Secondary readings begin with Tolkein’s seminal article, useful not only for its argument but for its place in the critical discourse. (As students read later criticism on the poem, they note that Tolkein becomes a key interlocutor for other scholars, and the conversational nature of scholarly writing becomes a subject for class discussion.) Secondary readings draw students’ attention to formal and structural issues; provide students with background in Old English metrics; and consider textual-critical questions. Students read formalist, historicizing, and post-modernist critiques of Beowulf, so that this sequence of assignments teaches students to think from various critical perspectives.
Prompts for response papers guide students toward close-readings of the poem, in order to facilitate greater attention to the language. Prompts also direct students to make connections between Beowulf and the other poems previously read. And the prompts develop students’ ability to engage secondary works by asking students to apply insights borrowed from critical sources. As the sequence progresses, prompts become more open-ended and move toward helping students think about their final papers.
By the end of the sequence, students become able to read portions of Beowulf from a facsimile and to make arguments both about the poem and its material context.

Schedule of Assignments

  • Session #1
    • Primary Reading: 1-188;
    • Response Paper (1 pg): Discuss Grendel’s first appearance, perhaps by considering one of the following questions:
      • Note the vocabulary of line 126 (“Ða wæs on ūhtan mid ǣrdæge”). In what other poems have we read this word “uht?” How could one account for the word’s various uses across poems?
      • Note the vocabulary of lines 129-133 (particularly the words “morgen-sweg,” “þeoden,” “æþeling,” “ge•fremede”). Where in Beowulf have we read these words before? How does the context change the meaning of their reappearance? How does repetition charge them with meaning?
      • Note the frequency of the construction “ða wæs.” What is the effect of this repeated structure?
  • Session #2
    • Primary Reading: 189-455
    • Response Paper (1 pg): Discuss Beowulf’s first appearance, perhaps by considering one of the following questions:
      • How does the poet describe the ship’s journey? Are there any particular literary strategies (alliterative, syntactical, rhetorical, etc.) that are employed to narrativize movement?
      • In the watchmen’s identification of Beowulf (ll. 244-251), how would you classify his rhetorical mode? What is the effect of this mode?
    • Secondary Reading: Tolkien, “The Monsters and the Critics”
  • Session #3
    • Primary Reading: HW: 456-790
    • Response Paper (1 pg): Robinson argues that the style of the poem is “appositive” in multiple ways and at many levels (grammatical, verbal syntactical, structural, etc.). Identify an example of apposition and write about its poetic effects.
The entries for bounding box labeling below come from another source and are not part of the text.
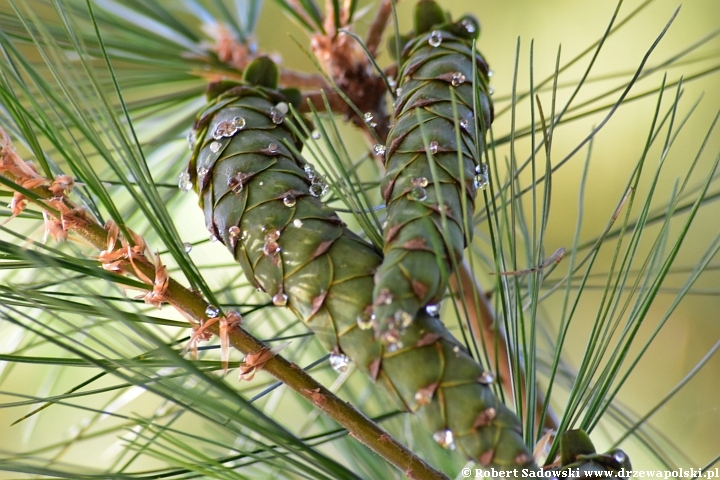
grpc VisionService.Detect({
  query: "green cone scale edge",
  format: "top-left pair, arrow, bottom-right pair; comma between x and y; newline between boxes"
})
186,56 -> 536,469
373,0 -> 493,339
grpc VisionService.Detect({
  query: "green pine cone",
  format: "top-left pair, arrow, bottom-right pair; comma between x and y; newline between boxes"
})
188,57 -> 536,470
373,0 -> 493,341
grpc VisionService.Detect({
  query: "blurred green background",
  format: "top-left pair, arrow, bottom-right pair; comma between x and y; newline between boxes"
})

    • Secondary Reading: Robinson, Beowulf and the Appositive Style (excerpt). This chapter is elegant and inspiring—a model for how to do literary criticism. But if you’re pressed for time, just read enough of it to make sense of the overall argument.
  • Session #4
    • Primary Reading: 791-1191
    • Response Paper (1 pg): Robinson suggests that kennings are a kind of apposition: they juxtapose two elements without necessarily explaining the connections between those elements, thus creating a kind of “fruitful ambiguity.” Locate a kenning (try to find a particularly interesting one) and use the Bosworth-Toller OE Dictionary (http://bosworth.ff.cuni.cz/) to find the meaning of its roots. Write about the various ways that one might interpret the compound. Check the Beowulf Concordance (https://archive.org/details/concordancetobeo00cookuoft) to see if the kenning is used more than once in the poem, and perhaps you could discuss how repetition changes its meaning.
    • Secondary Reading: Mitchell & Robinson, “Metre”
  • Session #5
    • Primary Reading: 1192-1650
    • Response Paper: Using the scansion system discussed last class, scan lines 1408-21. What is the effect of the meter in this passage? How would you give a dramatic performance or reading of the passage that emphasizes the meter?
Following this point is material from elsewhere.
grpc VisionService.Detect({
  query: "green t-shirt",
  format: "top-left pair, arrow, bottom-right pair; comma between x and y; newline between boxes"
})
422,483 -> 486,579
    • Secondary Reading: Niles, “Ring Composition and the Structure of Beowulf”
  • Session #6
    • Primary Reading: 1651-2220
    • Response Paper (1 pg): On any topic of your choosing.
    • Secondary Reading: Taylor, “Old Norse Magic and Old English Verse”
  • Session #7
    • Primary Reading: 2221-END
    • Response Paper (1-2 pg): Free-write about Beowulf. What has interested you so far, and what kinds of topics might you like to explore in a panel paper?
  • Session #8
    • Secondary Reading: Kiernan, Beowulf and the Beowulf Manuscript (excerpt)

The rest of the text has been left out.